TiVo will head back to court, this time with a patent infringement suit against Samsung. Its DVRs improperly use TiVo’s processes that enable viewers to watch one show while recording another, the company says. Over the last few years TiVo prevailed in a series of suits and settlements with Google, Cisco, Time Warner Cable, AT&T, Verizon, and Dish Network.

The new charges against Samsung stand out because they involve patents that run to 2021 and 2023, unlike previous cases mostly based on ones that expire in 2018. It’s a “significant lawsuit,” CEO Tom Rogers tells me, because “Samsung is a major DVR supplier to the cable industry” — and the charges also cover processes on its mobile devices.

The announcement came as TiVo announced a technology deal with the National Cable Television Cooperative, and released earnings for the July quarter that it says shows the success of similar alliances with small and mid-sized pay TV providers in the U.S. and abroad.

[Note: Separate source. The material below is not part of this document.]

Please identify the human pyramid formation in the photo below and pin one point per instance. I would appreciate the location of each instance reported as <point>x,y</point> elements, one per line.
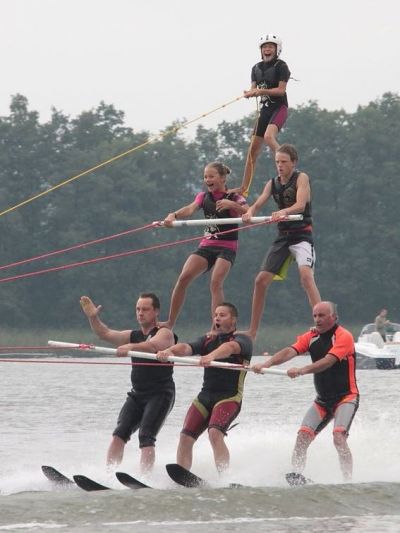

TiVo’s share price is down more than 23% so far in 2015 — but rose 2.9% during the trading day today after the company unveiled a NCTC deal. The stock is flat in post market trading.

The company reported net income of $8.3 million, down 10.4% vs the period last year, on revenues of $119.5 million, up 6.8%. The top line was well ahead of the nearly $96 million that analysts expected. Earnings at 9 cents a share matched the Street’s consensus forecast.

TiVo also says that the number of global homes with a device it powers increased 25.7% to more than 6 million, mostly due to its growing aray of cable alliances.

Paradoxically, the growth of cord cutting could help TiVo, Rogers says. To slow the trend, many will turn to it for help as it has “become the leader in providing advanced television to cable.”

The new agreement with NCTC illustrates that, he adds. It will offer TiVo’s technology to 850 small and mid-sized cable operators looking for an economical way to blend traditional pay TV and TV Everywhere streamed offerings with online video from Netflix and other services.

“NCTC is investing in a common back office integration platform that will connect with multiple billing systems as well as TV Everywhere authentication platforms,” says NCTC chief Rich Fickle. “This is a key enabler of the TiVo deal and could also support future IP video and OTT solutions. We are excited to work with TiVo and believe our members are now better positioned to address a growing array of options for receiving television content.”

Meanwhile, Rogers says that investors are giving TiVo virtually no credit for its ad data business — another service that could help pay TV fight a worrisome trend. Ad dollars are shifting from TV to digital platforms, which offer more precise data about viewers and their buying habits. That puts TiVo “smack in the limelight” with similar information about TV watchers, the CEO says. Viacom and ad agencies are among his company’s customers.